Forever Undecided

by Raymond M. Smullyan

  • 21 •

  More Indecisions!

  ROSSER-TYPE REASONERS

  Gödel proved a whole family of mathematical systems to be incomplete under the assumption that they were ω-consistent. J. Barkley Rosser subsequently discovered an ingenious method of showing these systems to be incomplete under the weaker assumption that they were simply consistent. The undecidable sentence constructed by Rosser is more complicated than Gödel’s, but its undecidability can be established under the mere assumption of simple consistency.

  Let us return to the reasoners on a knight-knave island where the order in which the reasoner believes various propositions makes a difference. For any propositions p and q, we will say that the reasoner believes p before he believes q if there is some day on which he believes p and has not yet believed q. If the reasoner never believes q, but believes p (on some day or other), then we take it as true that he believes p before he believes q. (In other words, he doesn’t have to ever believe q in order to believe p before he believes q.) We let Bp < Bq be the proposition that the reasoner believes p before he believes q. If Bp < Bq is true, then Bq < Bp is obviously false.

  We shall now define a Rosser-type reasoner as a reasoner of type 1 such that the following condition holds.

  Condition R. For any propositions p and q, if the reasoner believes p on some day on which he has not yet believed q, then he will (sooner or later) believe Bp < Bq and ~(Bq < Bp).

  The idea behind Condition R is that the reasoner has a perfect memory for what he has and has not believed on all past days. If he believes p before he believes q, then on the first day that he believes p, he hasn’t believed q yet (and perhaps never will, or then again he may sometime in the future), and so on any subsequent day he will remember that on the first day on which he believed p, he hadn’t yet believed q, and so he will believe Bp < Bq and ~(Bq < Bp).

  1

  A Rosser-type reasoner comes to the Island of Knights and Knaves and believes the rules of the island. He meets a native who says to him: “You will never believe I’m a knight before you believe I’m a knave.” (Rendered symbolically, the native is asserting the proposition ~(Bk < B~k).)

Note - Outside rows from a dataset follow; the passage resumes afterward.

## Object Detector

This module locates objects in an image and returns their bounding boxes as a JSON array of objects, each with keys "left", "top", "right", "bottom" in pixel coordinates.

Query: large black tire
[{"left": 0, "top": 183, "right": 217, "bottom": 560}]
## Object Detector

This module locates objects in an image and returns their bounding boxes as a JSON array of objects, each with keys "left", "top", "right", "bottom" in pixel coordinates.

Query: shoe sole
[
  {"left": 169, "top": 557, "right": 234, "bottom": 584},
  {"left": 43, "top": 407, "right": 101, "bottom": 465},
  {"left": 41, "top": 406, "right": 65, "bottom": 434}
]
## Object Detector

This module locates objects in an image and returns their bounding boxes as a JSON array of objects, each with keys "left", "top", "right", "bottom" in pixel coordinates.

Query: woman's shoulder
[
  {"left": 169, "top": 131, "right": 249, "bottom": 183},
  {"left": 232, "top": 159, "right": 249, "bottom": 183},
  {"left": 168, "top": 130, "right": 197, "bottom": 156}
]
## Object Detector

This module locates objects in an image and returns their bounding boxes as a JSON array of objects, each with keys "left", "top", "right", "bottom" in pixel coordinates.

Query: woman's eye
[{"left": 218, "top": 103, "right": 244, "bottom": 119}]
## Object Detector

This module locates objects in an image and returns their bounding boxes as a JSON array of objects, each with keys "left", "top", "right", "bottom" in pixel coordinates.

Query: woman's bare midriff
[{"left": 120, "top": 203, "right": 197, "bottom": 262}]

  Prove that if the reasoner is simply consistent, then he must remain forever undecided as to whether the native is a knight or a knave.

  2

  Suppose the native instead said: “You will believe I’m a knave before you believe I’m a knight.” Does the same conclusion follow?

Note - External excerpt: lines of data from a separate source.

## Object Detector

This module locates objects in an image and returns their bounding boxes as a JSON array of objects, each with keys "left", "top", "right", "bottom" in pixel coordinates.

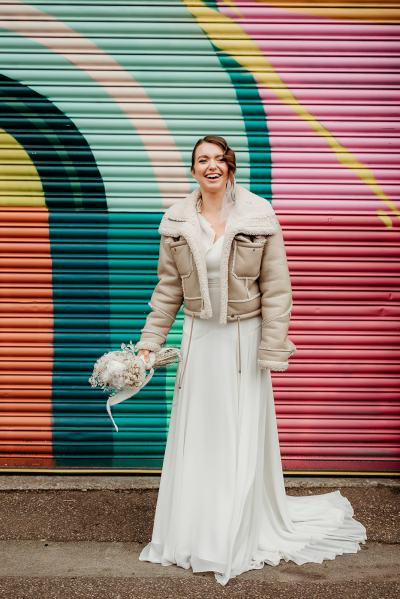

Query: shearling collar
[
  {"left": 158, "top": 184, "right": 279, "bottom": 324},
  {"left": 159, "top": 183, "right": 277, "bottom": 230}
]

  Discussion. The provable propositions of mathematical systems are provable at various stages. We might think of a mathematical system as a computer programmed to prove various propositions sequentially. We say that p is provable before p (in a given mathematical system) if p is proved at some stage at which q has not yet been proved (q might or might not be proved at some later stage). For any propositions p and q expressible in the system, the proposition Bp < Bq (p is provable before q) is also expressible in systems of the type considered by Gödel, and Rosser showed that if p is provable before q, then the proposition Bp < Bq and the proposition ~(Bq < Bp) are both provable in the system. Rosser also found a proposition p such that p≡~(Bp < B~p) is provable in the system. (Such a proposition p corresponds to the native of Problem 1 who says: “You will never believe I’m a knight before you believe I’m a knave.”) Then, by the argument of the solution of Problem 1, if p is provable, then the system is inconsistent, and if ~p is provable, then the system is again inconsistent. And so, if the system is consistent, the proposition p is undecidable in the system.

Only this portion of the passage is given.